The United Nations High Commissioner for Human Rights, Navi Pillay, has warned against the use of terms like "human smuggling" for migration, stating that "the association of irregular migration with criminality promotes the stigmatization of migrants and encourages a climate of xenophobia and hostility against them."
"The most misrepresented element of Bill C-4 is its detention provision," Kenney says. "Temporary detention means that people fleeing brutal persecution will be safe, with access to generous food, housing and medical care while their refugee claims are heard swiftly." In other words, jail is actually a step up for these people.

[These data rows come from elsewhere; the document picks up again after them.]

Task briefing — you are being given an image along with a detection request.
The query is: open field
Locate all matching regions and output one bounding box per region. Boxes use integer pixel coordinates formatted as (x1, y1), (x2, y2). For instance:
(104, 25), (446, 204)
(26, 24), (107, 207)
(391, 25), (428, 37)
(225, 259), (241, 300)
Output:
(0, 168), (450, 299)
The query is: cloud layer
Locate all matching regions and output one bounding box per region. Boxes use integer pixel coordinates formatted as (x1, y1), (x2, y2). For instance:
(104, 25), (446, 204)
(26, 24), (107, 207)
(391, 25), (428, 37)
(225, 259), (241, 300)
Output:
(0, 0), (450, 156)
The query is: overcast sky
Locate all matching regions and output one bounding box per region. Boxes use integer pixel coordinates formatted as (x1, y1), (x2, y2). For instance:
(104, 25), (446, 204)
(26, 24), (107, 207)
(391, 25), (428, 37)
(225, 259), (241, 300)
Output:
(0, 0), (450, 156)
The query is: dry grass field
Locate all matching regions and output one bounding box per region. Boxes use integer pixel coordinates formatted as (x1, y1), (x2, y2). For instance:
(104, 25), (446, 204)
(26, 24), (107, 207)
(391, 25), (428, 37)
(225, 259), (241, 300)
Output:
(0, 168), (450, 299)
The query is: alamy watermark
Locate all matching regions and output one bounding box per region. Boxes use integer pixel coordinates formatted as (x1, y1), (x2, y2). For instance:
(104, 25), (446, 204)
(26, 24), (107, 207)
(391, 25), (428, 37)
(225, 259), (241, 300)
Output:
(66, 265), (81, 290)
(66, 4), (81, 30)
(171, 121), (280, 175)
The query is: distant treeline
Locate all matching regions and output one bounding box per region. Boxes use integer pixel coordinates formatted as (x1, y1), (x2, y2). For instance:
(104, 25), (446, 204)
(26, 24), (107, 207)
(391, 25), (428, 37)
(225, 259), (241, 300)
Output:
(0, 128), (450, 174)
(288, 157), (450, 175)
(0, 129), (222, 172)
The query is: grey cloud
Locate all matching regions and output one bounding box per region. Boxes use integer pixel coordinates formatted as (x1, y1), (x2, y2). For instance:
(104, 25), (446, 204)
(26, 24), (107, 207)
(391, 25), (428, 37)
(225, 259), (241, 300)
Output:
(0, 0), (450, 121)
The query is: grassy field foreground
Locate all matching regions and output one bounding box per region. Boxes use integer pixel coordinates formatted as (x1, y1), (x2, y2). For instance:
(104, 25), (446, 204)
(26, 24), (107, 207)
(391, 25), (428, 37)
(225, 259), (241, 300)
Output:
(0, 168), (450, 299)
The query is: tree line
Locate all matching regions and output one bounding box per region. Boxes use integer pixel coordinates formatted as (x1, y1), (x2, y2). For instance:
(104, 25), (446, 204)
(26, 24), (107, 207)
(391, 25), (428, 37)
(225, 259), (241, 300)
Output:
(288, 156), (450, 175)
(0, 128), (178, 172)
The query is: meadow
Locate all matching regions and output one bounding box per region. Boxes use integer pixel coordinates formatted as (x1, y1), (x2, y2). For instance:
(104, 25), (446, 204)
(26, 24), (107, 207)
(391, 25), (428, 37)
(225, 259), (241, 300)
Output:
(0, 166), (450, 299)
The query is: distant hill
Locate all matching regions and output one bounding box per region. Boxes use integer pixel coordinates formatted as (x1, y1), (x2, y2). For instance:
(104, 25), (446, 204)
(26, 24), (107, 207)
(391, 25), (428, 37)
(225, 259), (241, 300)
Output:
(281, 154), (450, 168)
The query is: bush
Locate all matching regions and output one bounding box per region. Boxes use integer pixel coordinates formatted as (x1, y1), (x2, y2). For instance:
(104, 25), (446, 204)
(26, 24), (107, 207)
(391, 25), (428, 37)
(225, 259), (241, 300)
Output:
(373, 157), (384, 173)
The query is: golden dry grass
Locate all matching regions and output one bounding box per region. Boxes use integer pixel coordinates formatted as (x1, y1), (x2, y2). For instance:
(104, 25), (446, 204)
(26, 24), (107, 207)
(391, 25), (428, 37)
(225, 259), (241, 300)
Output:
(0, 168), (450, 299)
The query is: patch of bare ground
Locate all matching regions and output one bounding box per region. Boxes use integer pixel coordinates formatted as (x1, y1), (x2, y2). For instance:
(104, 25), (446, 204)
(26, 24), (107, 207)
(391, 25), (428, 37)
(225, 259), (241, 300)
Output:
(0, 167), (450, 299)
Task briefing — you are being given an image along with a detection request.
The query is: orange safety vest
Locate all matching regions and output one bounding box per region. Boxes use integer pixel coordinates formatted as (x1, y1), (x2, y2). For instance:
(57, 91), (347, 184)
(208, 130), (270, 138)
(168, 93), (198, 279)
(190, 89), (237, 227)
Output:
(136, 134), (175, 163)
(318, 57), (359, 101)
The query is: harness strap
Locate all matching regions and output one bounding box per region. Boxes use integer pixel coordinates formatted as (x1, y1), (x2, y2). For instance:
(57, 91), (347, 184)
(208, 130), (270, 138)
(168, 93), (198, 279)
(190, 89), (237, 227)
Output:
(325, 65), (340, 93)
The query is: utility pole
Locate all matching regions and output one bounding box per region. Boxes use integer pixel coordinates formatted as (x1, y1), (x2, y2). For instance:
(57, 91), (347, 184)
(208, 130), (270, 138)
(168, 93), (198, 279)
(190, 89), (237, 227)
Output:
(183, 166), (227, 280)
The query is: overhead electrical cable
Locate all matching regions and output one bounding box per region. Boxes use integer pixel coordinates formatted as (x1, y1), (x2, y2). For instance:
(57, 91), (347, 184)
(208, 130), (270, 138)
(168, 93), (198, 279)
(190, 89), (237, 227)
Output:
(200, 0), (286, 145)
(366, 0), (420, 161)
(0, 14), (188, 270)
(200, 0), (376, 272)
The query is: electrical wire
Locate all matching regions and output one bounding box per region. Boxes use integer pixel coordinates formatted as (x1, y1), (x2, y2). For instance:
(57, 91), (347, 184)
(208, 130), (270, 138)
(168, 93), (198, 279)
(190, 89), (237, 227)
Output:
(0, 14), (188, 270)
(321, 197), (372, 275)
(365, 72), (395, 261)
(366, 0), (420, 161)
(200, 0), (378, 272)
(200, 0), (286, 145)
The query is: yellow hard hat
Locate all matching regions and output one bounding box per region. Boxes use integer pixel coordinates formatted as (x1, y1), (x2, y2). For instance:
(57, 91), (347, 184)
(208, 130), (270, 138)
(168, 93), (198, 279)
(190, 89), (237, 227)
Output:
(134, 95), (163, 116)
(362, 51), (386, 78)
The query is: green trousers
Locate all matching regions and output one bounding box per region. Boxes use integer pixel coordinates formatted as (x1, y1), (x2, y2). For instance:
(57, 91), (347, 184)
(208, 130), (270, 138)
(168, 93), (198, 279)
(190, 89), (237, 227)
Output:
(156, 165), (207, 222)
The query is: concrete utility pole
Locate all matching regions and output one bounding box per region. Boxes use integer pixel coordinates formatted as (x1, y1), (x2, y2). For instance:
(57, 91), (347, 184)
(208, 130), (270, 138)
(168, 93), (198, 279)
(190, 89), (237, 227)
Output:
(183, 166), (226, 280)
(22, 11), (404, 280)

So, let's talk about immigration detention for a second. On Dec. 18, 1995, Mike Akhinen died from medical neglect at Celebrity Inn in Mississauga, Ont., Canada's infamous immigration detention centre. On Dec. 8, 2009, Jan Szamko, 31, died in immigration detention of heart failure after being denied medical aid. At the coroner's inquest when asked about Jan's death, the border guard on duty replied "He refused to walk. He was not catatonic, but he was not responsive to directives. He was conscious. His eyes were opened. He would turn his head when someone was talking to him. He chose not to communicate." According to the Toronto Star, "no one believed his complaints about chest pains or heeded his refusal to eat or drink over the last two days of his life. His constant moans and groans in a segregated cell yielded no attention." Jan Szamko died of heart failure, probably stemming from a viral infection which led to a lethal level of fluid buildup that compressed the heart, lowered his blood pressure and subsequently shut down his bodily functions. Over two days, he stopped eating, defecated over himself, did not respond to instructions, but was deemed "fit to fly."
Yep, sounds humane.
Next Kenney goes on to say that the five-year ban on sponsoring one's family is because refugees,"if they are able to get status in Canada, can immediately turn around and sponsor their families and, eventually, extended families to come to Canada as well."
As Harsha Walia wrote in the Vancouver Sun, "The number of family class immigrants accepted has dropped by 10,000 since the Conservatives took power. This is a 15% decrease. Despite assuring Parliament that the parents and grandparents visa category would remain stable, Jason Kenney was slashing these visas by 25%. This now means a wait of up to 14 years, while the government collects millions of dollars in sponsorship application fees."
So a five-year ban on top of the 14 years it already takes. And just to be clear that is if they get status, can keep it after being re-assessed after 5 years, and are actually able to raise the financies to bring over their families over in the first place.
Kenney ends his article by saying "Bill C-4 sends the message around the world that Canada will no longer be the world's doormat." The world may not think of Canada as a doormat, but it is realizing the Canadian government for what it is: warring, polluting, thieving, lying scumbags, seemingly with a victim complex.